Effects Of Pulsing On Film Cooling Of Gas Turbine Airfoils written by Sarah Marie Coulthard and has been published by this book supported file pdf, txt, epub, kindle and other format this book has been release on 2005 with Gas-turbines categories.

The objective of this project was to determine the effects of pulsed film cooling on turbine blades. High combustor temperatures, resulting in elevated turbine inlet temperatures, produce high engine efficiency. At current operating temperatures, the turbine inlet temperature is above the melting point of the turbine blades. Thus cooling the blades in the first stages after the combustor is essential. Current methods for film cooling utilize a continuous stream of bleed air from the compressor. This air is routed into a cavity inside each blade and bled out of holes onto the blade surface, creating a film of cool air. Pulsed film cooling may reduce the amount of bleed air used, thus increasing the efficiency of the engine by allowing more air to flow through the combustor, while providing equivalent protection for the blades.
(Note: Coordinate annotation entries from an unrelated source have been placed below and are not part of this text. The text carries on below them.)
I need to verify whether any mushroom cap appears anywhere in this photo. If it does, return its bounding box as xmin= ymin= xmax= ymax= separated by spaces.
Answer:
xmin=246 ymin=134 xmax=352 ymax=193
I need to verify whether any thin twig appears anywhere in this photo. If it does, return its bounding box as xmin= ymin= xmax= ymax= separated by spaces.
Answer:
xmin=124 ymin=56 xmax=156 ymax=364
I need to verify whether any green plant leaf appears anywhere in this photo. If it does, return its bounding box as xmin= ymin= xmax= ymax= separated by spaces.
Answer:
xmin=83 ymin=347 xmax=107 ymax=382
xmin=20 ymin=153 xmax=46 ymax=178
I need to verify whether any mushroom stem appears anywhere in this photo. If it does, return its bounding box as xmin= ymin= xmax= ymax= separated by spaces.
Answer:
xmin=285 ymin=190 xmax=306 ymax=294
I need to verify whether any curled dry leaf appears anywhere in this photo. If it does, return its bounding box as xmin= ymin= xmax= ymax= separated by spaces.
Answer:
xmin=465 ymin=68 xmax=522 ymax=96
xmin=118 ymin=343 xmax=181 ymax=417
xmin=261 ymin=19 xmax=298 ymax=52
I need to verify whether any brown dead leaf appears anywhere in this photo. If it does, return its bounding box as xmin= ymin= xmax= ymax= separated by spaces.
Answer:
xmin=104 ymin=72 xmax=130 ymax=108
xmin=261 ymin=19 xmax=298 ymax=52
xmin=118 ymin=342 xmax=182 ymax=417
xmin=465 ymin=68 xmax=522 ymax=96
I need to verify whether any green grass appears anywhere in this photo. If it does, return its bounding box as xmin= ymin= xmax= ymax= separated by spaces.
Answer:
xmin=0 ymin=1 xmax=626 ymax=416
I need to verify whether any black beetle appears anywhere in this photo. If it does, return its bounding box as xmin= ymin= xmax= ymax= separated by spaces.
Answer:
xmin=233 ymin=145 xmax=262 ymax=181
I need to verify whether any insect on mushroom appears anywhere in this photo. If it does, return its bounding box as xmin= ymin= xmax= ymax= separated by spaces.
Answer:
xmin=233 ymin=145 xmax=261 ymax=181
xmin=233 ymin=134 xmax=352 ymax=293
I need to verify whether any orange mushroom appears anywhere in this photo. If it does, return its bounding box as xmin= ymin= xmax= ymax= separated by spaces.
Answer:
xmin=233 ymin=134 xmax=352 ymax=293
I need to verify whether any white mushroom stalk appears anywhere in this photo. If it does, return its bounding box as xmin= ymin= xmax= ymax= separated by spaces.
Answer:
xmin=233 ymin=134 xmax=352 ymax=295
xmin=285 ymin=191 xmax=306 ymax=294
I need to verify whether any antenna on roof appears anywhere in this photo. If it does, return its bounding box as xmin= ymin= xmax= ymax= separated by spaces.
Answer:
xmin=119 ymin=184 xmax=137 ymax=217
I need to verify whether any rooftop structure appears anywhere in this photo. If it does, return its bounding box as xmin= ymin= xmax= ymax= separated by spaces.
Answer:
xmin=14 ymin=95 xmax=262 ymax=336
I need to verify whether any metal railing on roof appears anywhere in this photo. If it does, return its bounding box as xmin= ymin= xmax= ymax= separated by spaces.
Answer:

In this study, a section of a turbine blade was modeled using a plate with a row of five film cooling holes. Coolant air was pulsed via solenoid valves from a plenum, while a wind tunnel provided a mainstream flow. Temperature and velocity fields were measured over the blade surface with varying blowing rates of the coolant and frequencies of pulsing. The film cooling effectiveness, a measure of how well the coolant protects the blade surface, was calculated based on the measured temperatures. The results were compared to baseline cases with continuous blowing and no blowing. The overall best case was continuous film cooling with the jet velocity one fourth of the mainstream velocity. However, results showed that pulsed film cooling has the potential to provide an equivalent or greater film cooling effectiveness for higher jet velocities. The case of pulsed jets with a jet velocity equal to the mainstream velocity, pulsing frequency of 20 Hertz, and 75% duty cycle showed an increased film cooling effectiveness and decreased heat transfer compared to the continuous blowing case. This study suggests that pulsed film cooling has the potential to adequately protect gas turbine blades with additional research, ultimately allowing for an increased efficiency in a gas turbine engine.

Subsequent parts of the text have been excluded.